Advancement of knowledge
This project is likely to produce results that will advance the knowledge on stem cell behaviour during expansion and following transplantation. For instance, we will assess the effect of expansion and transplantation on genomic/epigenetic stability, which will inform about the safety of this specific cell product and also shed new light on the safety of cell therapy in general. Correlation of therapeutic efficacy in a preclinical model with functional and epigenetic signatures of different cell lines will have an impact on reverse translation, i.e. understanding how the cell product works and if variability of the cell product can predictably influence therapeutic activity. However, perhaps the most important impact will be providing a successful example of translation of basic science discoveries into a medically relevant product. To the best of our knowledge, this will be the first example of a stem cell type isolated, expanded and pre-clinically tested by a UK academic group and further developed by the same investigators into a clinically-grade cell product.

Industrial exploitation
Innovative aspects of our study might be patentable. While this is especially applicable to conventional medical products and in some case allogeneic cell therapy, autologous cell therapies offer less scope for intellectual coverage (since a patient's own cells can't be patented).
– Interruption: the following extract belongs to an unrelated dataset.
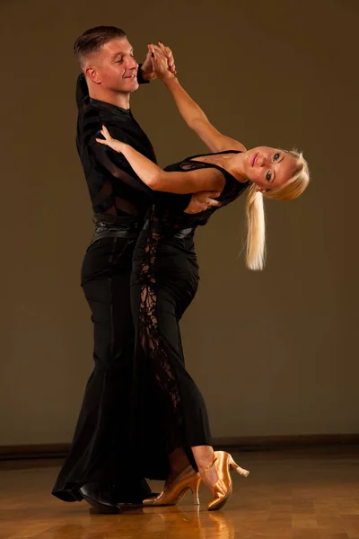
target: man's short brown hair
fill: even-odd
[[[126,38],[126,33],[116,26],[95,26],[86,30],[74,44],[74,52],[83,67],[87,55],[97,52],[111,40]]]

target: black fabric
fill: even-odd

Hence, we are following the suggestion of the recent document of the UK Ministry of health to embed exploitation plans in an NHS-based model. The University of Bristol and NHSBT will discuss any relevant issue arising from this collaboration that might merit intellectual protection. Finally, the project introduces a series of new commercial reagents for cell manufacture upgrading. Testing these reagents may have an impact on the quality of culture media, matrices etc, thus helping further refinement and improvements by industrial providers.